サラリーマンの田舎にはサラリーマンのお母さんと犬と兄夫婦が住んでいた。山のふもとに庭がつながっている家に三人と一匹は住んでいた。息子は植木鉢を車に積む時、歓声を上げ、手を叩いた。サラリーマンは腕まくりをして大きな大きな穴を掘った。息子が穴に入って遊んだ。木は日当たりの良いところで思う存分根を張れるようになった。
田舎のお母さんは畑の堆肥をやった。足が上手く曲がらなくなった田舎のお母さんは、それでも畑を耕していた。サラリーマンに野菜を送ろうと雨の日も風の日も腰を曲げて畑の草を抜き、虫を取り、肥料をまいていた。
中くらいの木は、サラリーマンの植木鉢から田舎の広い庭に出て、きっと大きくなれると思った。サラリーマンは汗や泥にまみれて笑っていた。奥さんは陽が当たるからいいと嬉しそうだった。息子はまた来るねと笑っていた。兄夫婦は時々畑を見に来たがサラリーマンの目とは違う目で木を見ていた。兄夫婦はもう他の木と区別がつかない様子で眺めていた。日当たりの悪さを心配することもなく、邪魔だと言う人も居らず、枝を遮るものもない。どこまでも根を張れ、養分はどこまででも吸い取れそうだった。

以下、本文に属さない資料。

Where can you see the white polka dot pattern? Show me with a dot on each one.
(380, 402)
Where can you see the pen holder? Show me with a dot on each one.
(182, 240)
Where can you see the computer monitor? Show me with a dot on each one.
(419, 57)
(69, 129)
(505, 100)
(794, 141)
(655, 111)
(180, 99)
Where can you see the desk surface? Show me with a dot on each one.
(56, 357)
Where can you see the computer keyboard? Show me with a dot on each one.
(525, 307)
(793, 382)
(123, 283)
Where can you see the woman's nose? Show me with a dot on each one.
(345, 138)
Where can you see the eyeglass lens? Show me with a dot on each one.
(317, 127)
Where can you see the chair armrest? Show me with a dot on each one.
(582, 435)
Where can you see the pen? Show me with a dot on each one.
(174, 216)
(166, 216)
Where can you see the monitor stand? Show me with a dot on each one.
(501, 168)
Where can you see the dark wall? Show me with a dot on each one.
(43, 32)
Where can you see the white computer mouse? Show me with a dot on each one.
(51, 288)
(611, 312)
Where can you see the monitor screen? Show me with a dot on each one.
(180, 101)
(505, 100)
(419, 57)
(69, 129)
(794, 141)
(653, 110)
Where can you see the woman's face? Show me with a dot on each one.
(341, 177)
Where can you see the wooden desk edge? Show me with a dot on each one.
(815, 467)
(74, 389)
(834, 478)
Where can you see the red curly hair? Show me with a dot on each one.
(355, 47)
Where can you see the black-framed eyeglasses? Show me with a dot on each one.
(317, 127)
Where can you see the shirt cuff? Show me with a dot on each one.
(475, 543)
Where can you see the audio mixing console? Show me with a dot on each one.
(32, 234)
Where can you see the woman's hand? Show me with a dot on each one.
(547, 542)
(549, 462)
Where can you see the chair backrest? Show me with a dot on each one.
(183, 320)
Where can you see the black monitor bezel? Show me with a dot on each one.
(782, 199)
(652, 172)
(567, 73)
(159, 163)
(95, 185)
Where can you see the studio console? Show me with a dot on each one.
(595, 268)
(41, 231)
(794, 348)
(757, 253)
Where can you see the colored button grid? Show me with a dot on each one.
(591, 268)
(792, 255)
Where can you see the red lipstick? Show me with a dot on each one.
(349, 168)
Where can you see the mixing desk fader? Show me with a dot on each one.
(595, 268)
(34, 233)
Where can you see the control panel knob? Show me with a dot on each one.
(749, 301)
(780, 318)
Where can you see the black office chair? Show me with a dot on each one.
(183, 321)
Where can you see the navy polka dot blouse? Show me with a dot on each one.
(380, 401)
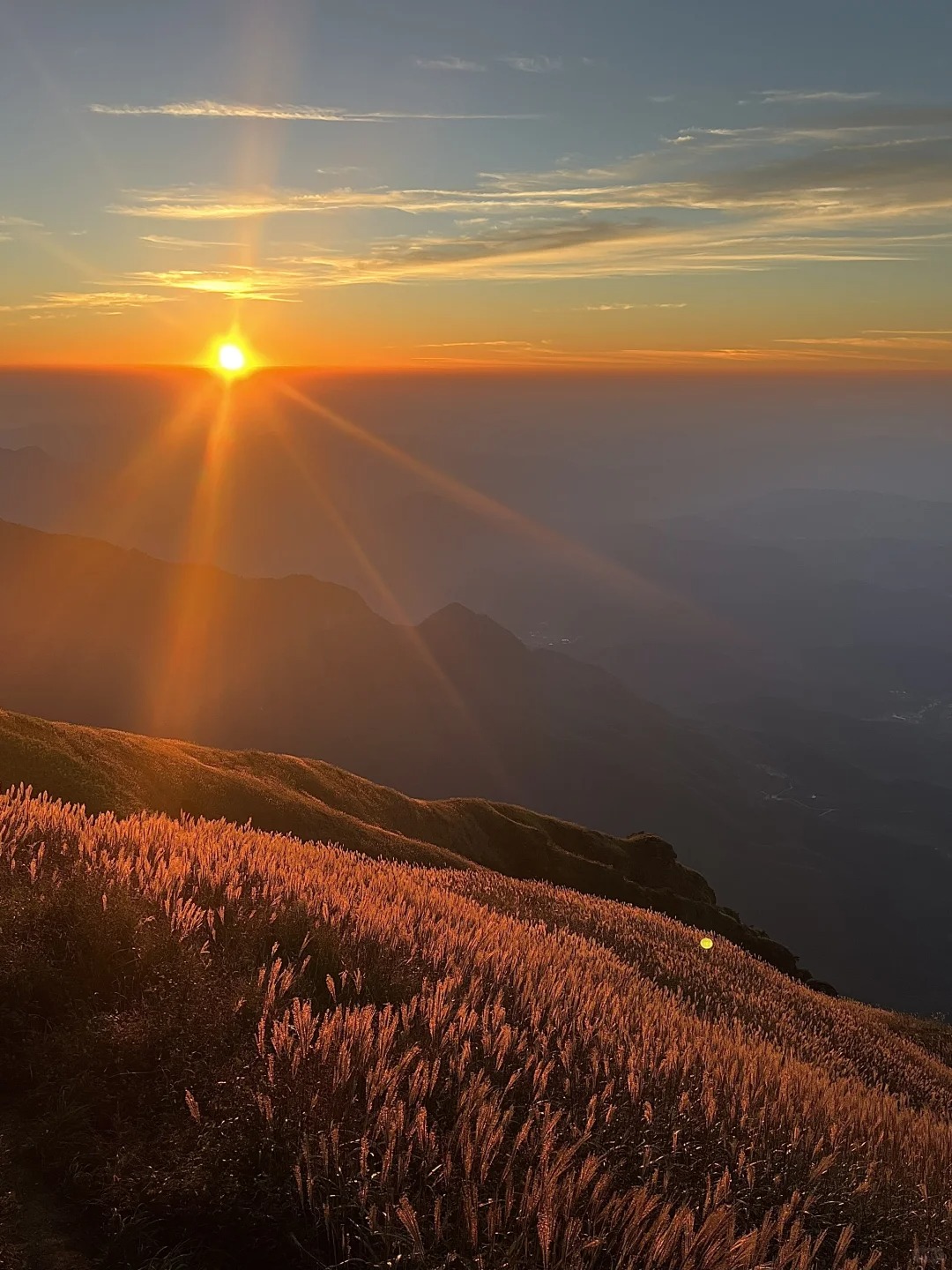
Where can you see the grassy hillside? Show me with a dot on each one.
(235, 1050)
(121, 773)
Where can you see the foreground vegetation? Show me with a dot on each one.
(123, 773)
(236, 1050)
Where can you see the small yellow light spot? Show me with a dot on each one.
(231, 358)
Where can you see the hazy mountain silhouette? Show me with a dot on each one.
(458, 706)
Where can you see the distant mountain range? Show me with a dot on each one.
(458, 706)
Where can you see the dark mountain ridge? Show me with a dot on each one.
(112, 771)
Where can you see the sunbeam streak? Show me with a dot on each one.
(183, 652)
(487, 751)
(587, 562)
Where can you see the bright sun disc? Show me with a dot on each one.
(231, 358)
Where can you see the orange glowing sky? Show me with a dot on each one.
(427, 185)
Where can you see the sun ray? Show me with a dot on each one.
(464, 715)
(619, 578)
(183, 648)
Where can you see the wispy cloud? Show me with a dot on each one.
(626, 308)
(294, 113)
(859, 183)
(537, 65)
(11, 227)
(235, 283)
(793, 97)
(104, 303)
(926, 340)
(449, 64)
(179, 244)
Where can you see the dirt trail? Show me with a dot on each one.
(38, 1231)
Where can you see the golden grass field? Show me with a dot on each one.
(240, 1050)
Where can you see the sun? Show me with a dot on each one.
(230, 358)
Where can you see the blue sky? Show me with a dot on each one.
(417, 183)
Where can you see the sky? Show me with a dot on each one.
(504, 183)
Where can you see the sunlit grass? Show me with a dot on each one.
(387, 1062)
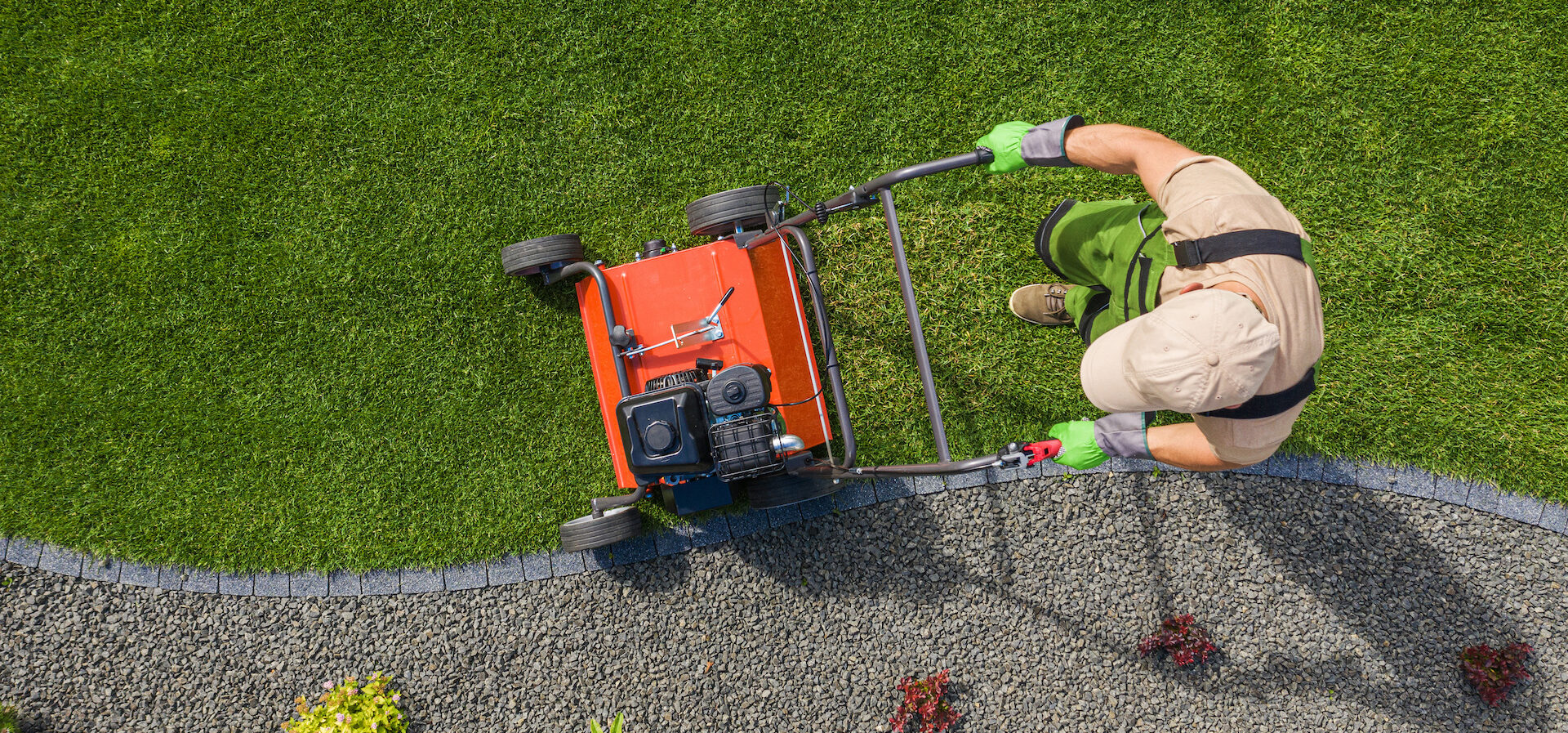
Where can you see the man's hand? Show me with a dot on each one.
(1004, 141)
(1078, 445)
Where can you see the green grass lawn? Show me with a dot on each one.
(253, 311)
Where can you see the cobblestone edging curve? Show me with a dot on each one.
(537, 567)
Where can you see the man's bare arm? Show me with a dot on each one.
(1123, 150)
(1184, 446)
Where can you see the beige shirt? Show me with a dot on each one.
(1205, 197)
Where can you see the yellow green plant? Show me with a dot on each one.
(352, 708)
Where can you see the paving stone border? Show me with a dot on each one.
(722, 528)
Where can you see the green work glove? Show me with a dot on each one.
(1004, 140)
(1078, 445)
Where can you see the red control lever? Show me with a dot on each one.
(1041, 451)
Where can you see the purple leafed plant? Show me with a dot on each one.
(924, 699)
(1181, 639)
(1494, 673)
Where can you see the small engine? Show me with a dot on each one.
(702, 434)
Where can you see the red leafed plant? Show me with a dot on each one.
(1494, 673)
(924, 697)
(1181, 639)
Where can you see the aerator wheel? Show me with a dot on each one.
(587, 533)
(535, 255)
(782, 490)
(724, 212)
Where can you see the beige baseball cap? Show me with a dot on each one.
(1196, 352)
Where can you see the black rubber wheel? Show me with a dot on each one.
(719, 214)
(587, 533)
(782, 490)
(532, 257)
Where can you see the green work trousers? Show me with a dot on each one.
(1116, 250)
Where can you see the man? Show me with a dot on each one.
(1201, 302)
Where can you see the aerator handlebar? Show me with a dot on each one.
(874, 190)
(866, 194)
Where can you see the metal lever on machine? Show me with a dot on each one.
(710, 322)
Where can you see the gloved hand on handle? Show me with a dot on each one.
(1017, 145)
(1087, 445)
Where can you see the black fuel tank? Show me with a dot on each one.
(666, 432)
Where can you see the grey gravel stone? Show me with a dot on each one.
(1049, 468)
(853, 495)
(198, 581)
(1554, 516)
(235, 583)
(927, 485)
(1482, 498)
(595, 559)
(1450, 490)
(344, 583)
(565, 564)
(537, 567)
(1413, 482)
(710, 531)
(61, 561)
(1310, 468)
(1254, 470)
(1334, 608)
(272, 584)
(899, 487)
(173, 576)
(422, 581)
(504, 570)
(1526, 509)
(642, 548)
(136, 574)
(24, 552)
(310, 584)
(1283, 465)
(784, 515)
(998, 475)
(100, 569)
(381, 583)
(1375, 476)
(813, 509)
(1339, 472)
(1123, 465)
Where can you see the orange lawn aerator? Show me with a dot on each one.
(706, 373)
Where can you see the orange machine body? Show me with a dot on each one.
(764, 322)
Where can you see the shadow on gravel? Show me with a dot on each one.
(1355, 554)
(1394, 589)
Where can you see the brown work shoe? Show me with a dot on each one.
(1041, 303)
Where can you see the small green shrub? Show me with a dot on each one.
(350, 708)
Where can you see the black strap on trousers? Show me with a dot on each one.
(1220, 248)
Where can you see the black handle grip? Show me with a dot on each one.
(963, 160)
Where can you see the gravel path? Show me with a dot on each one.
(1336, 610)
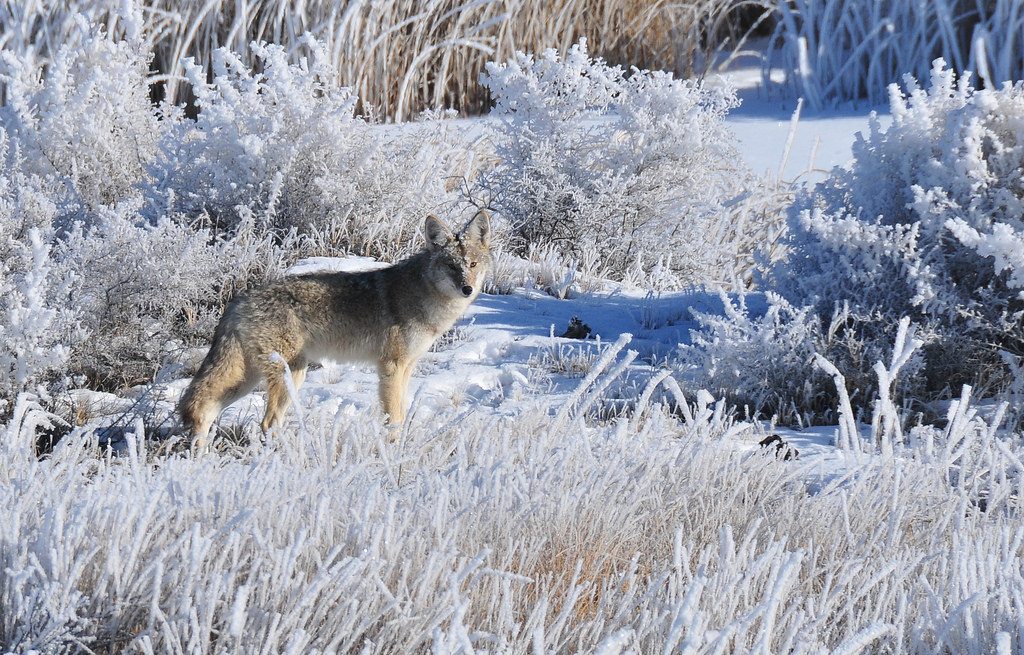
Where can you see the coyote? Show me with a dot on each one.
(389, 316)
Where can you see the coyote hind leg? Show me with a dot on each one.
(278, 398)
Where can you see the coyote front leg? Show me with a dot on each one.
(393, 382)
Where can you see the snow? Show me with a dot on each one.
(762, 122)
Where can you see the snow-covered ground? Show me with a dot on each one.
(762, 123)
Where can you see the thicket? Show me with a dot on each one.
(926, 224)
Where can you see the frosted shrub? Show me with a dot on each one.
(35, 320)
(84, 119)
(284, 143)
(635, 164)
(926, 223)
(144, 291)
(761, 359)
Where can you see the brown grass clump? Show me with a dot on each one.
(401, 56)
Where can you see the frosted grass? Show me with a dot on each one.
(837, 50)
(480, 533)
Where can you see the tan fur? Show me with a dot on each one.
(389, 316)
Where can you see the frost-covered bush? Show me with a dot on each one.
(926, 223)
(144, 291)
(636, 164)
(36, 322)
(281, 139)
(83, 120)
(762, 358)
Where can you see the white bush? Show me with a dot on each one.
(635, 164)
(36, 322)
(758, 359)
(284, 142)
(926, 223)
(83, 120)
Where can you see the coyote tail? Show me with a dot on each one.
(219, 372)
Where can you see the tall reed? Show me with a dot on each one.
(400, 56)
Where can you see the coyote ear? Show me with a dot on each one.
(478, 229)
(436, 231)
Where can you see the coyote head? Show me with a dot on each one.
(461, 260)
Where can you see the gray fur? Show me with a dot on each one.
(389, 316)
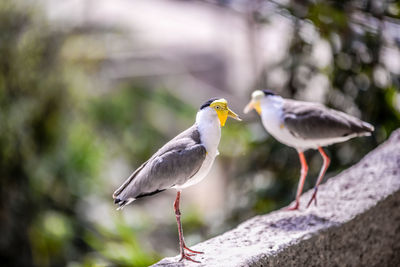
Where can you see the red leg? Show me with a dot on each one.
(304, 170)
(182, 245)
(325, 166)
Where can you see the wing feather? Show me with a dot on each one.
(173, 164)
(315, 121)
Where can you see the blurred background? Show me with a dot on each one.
(91, 89)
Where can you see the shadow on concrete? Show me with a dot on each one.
(301, 223)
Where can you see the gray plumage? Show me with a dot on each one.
(315, 121)
(173, 164)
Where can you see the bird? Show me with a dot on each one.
(182, 162)
(305, 125)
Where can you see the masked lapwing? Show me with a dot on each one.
(303, 126)
(180, 163)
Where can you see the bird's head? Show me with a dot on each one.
(220, 105)
(256, 98)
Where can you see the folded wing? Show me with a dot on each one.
(315, 121)
(174, 164)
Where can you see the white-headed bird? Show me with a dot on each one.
(304, 125)
(180, 163)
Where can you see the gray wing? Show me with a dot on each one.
(174, 164)
(315, 121)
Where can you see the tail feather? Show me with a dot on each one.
(122, 202)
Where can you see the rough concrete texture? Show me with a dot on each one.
(356, 223)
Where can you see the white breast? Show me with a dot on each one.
(210, 135)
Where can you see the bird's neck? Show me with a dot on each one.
(271, 104)
(209, 129)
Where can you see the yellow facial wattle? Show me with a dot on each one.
(223, 112)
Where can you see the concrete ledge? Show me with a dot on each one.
(356, 223)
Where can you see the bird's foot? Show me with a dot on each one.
(187, 256)
(314, 197)
(193, 251)
(295, 207)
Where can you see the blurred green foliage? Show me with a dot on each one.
(57, 134)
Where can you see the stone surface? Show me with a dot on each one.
(356, 223)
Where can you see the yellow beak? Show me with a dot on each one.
(224, 114)
(253, 105)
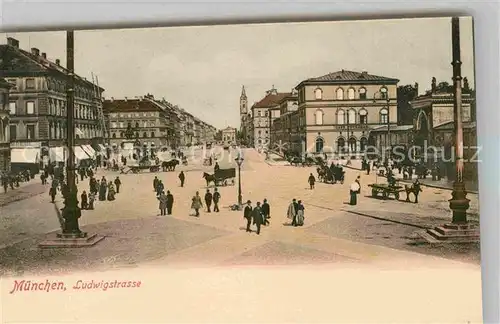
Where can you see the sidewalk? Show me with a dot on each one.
(23, 192)
(428, 182)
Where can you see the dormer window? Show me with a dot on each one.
(318, 94)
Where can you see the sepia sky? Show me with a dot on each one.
(202, 69)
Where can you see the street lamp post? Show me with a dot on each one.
(239, 161)
(70, 212)
(459, 202)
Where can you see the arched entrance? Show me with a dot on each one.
(319, 145)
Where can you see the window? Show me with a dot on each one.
(384, 113)
(362, 93)
(363, 114)
(319, 145)
(318, 94)
(319, 117)
(12, 107)
(383, 93)
(340, 117)
(30, 84)
(340, 94)
(351, 116)
(350, 93)
(30, 107)
(13, 132)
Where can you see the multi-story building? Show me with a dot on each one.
(37, 103)
(283, 129)
(229, 135)
(261, 118)
(338, 110)
(4, 126)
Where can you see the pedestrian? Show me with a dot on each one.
(266, 212)
(84, 200)
(258, 220)
(354, 191)
(300, 213)
(196, 204)
(216, 198)
(292, 212)
(311, 181)
(182, 177)
(247, 214)
(155, 184)
(170, 202)
(118, 184)
(163, 203)
(208, 200)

ようやく大きな木になれる。木はサラリーマンのやせた背中を思い出した。
木が植え替えられてから冬が来た。お母さんの巻いてくれた藁の上から雪が積もって重かった。枝が折れそうだった。土は凍り霜が降りて、根がしびれるとはこんなものかと思った。根が伸びるどころじゃないと木は意外に感じた。うさぎが木の洞に飛び込んできた。うさぎは大きいのと小さいのと一匹ずつだった。大きいのが木の根を掘り出して齧って、小さいのはむき出しになったやわらかい根を食べた。木は冬が早く過ぎるのを願った。春になってうさぎは出て行き、齧られた根にも皮ができた。芽が生え、木は暖かな日差しの中で大きく育っていった。春は虫の増える時期でもあった。虫は青々としげった木の葉をむしり、卵を産みつけ、増えていった。木の根元に、いつのまにか花が咲いていた。花の蜜を吸いに蜂が寄ってきた。蝶も飛んできた。木にはカブトムシやクワガタが来るようになった。蝉が樹液を舐めるようになって、木は夏が来たことを知った。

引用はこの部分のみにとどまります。